Apr, 2019 – The examples smack you in the face at tradeshows, clog your inbox and may even appear in this very article. So many actionable insights to be had. You’re practically losing money by not doing it. It’s really the only way to go.
Embracing the Industrial Internet of Things does make a lot of sense, and allows everyone from CEO down to operator to better understand and conduct operations, but there are incidental consequence to dealing when you do connect everything, specifically the mess of cables running all over the place. They allow your machines to stream torrents of data, but they can also make your factory floor look like the bottom of the Well of Souls from Raiders of the Lost Ark.
If you suffer from ophidiophobia (the fear of snakes), you can see why that could be problematic. If you fear downtime even more, drowning in miles and miles of cable causes even greater concern.

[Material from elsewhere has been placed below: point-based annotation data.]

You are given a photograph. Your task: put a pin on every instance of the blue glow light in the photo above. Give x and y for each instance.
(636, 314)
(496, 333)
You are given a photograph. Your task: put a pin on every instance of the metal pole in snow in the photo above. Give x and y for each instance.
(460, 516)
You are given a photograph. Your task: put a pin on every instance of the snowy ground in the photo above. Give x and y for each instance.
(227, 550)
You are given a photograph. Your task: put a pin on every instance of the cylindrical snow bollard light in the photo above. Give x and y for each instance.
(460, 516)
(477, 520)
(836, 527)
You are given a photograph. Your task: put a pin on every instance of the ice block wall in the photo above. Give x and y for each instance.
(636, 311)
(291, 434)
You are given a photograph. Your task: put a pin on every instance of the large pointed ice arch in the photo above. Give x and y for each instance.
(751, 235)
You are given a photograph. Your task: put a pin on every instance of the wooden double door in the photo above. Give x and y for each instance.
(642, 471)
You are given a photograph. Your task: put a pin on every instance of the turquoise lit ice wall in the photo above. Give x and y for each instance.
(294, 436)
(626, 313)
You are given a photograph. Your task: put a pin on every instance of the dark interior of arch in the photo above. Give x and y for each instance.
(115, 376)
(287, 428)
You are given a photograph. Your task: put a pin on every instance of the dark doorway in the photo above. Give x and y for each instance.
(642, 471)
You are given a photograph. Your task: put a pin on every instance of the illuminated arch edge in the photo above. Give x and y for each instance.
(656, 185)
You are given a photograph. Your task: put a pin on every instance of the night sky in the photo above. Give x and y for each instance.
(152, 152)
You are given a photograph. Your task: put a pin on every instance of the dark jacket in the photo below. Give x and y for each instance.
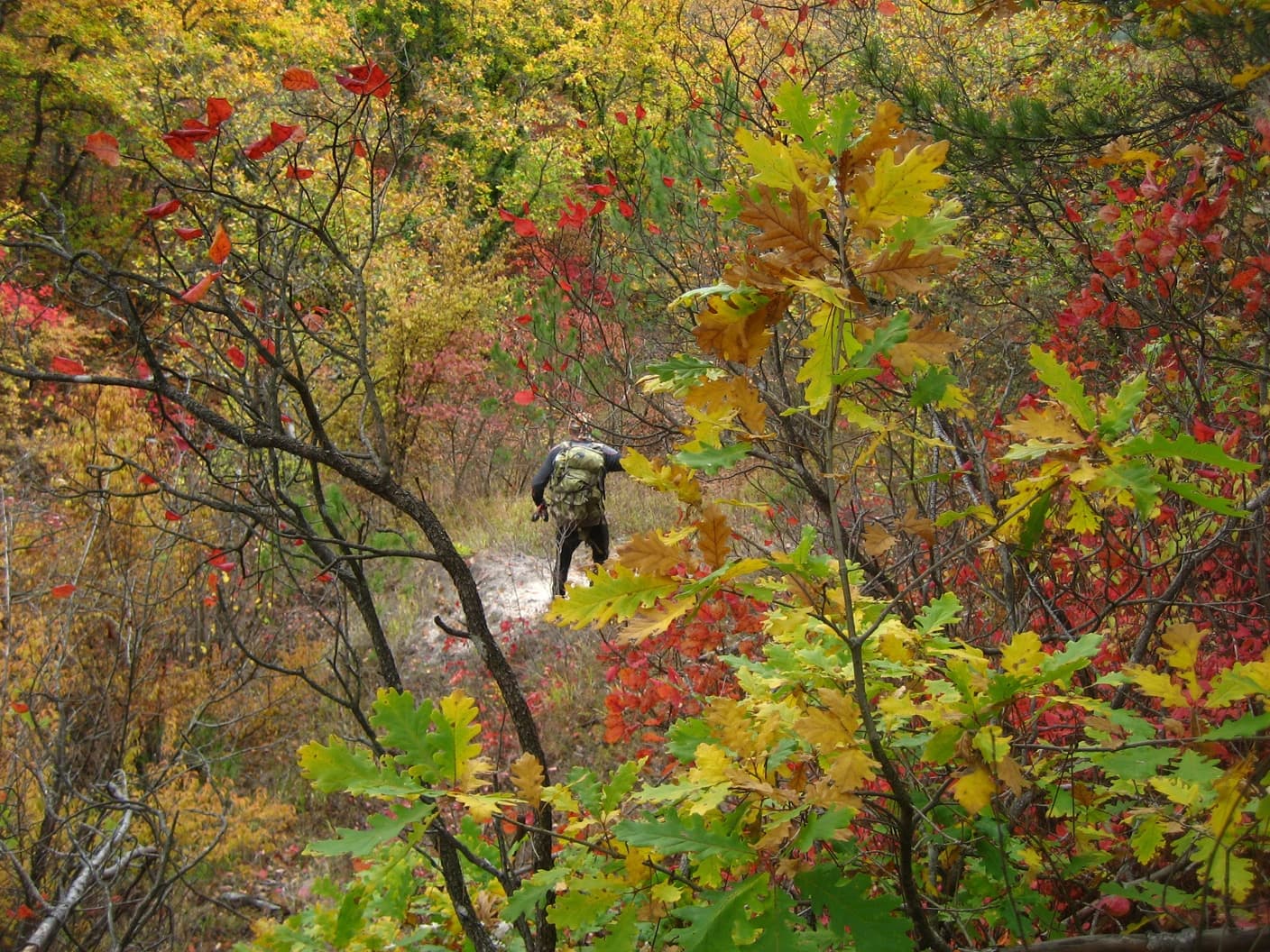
(612, 463)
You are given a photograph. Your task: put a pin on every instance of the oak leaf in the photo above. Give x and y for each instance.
(793, 231)
(528, 777)
(714, 536)
(650, 554)
(898, 190)
(899, 270)
(927, 344)
(877, 541)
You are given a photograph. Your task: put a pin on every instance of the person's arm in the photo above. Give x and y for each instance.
(544, 476)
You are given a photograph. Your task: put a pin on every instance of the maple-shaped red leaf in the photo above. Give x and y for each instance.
(65, 364)
(105, 146)
(221, 245)
(296, 80)
(259, 149)
(180, 148)
(366, 80)
(280, 133)
(217, 111)
(193, 295)
(520, 226)
(162, 210)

“Cables lack flexibility, and the maintenance and total cost of ownership can be pretty extensive,” says Gabi Daniely, chief strategy officer at CoreTigo. The Israeli startup’s overall mission is to “expand the industrial IoT revolution,” which they plan to do by providing custom IO-Link Wireless network solutions for industrial mission critical applications. They connect sensors and actuators to PLCs as reliably and securely as the wired options. “What we’re doing is basically unbinding the industrial space from cables.”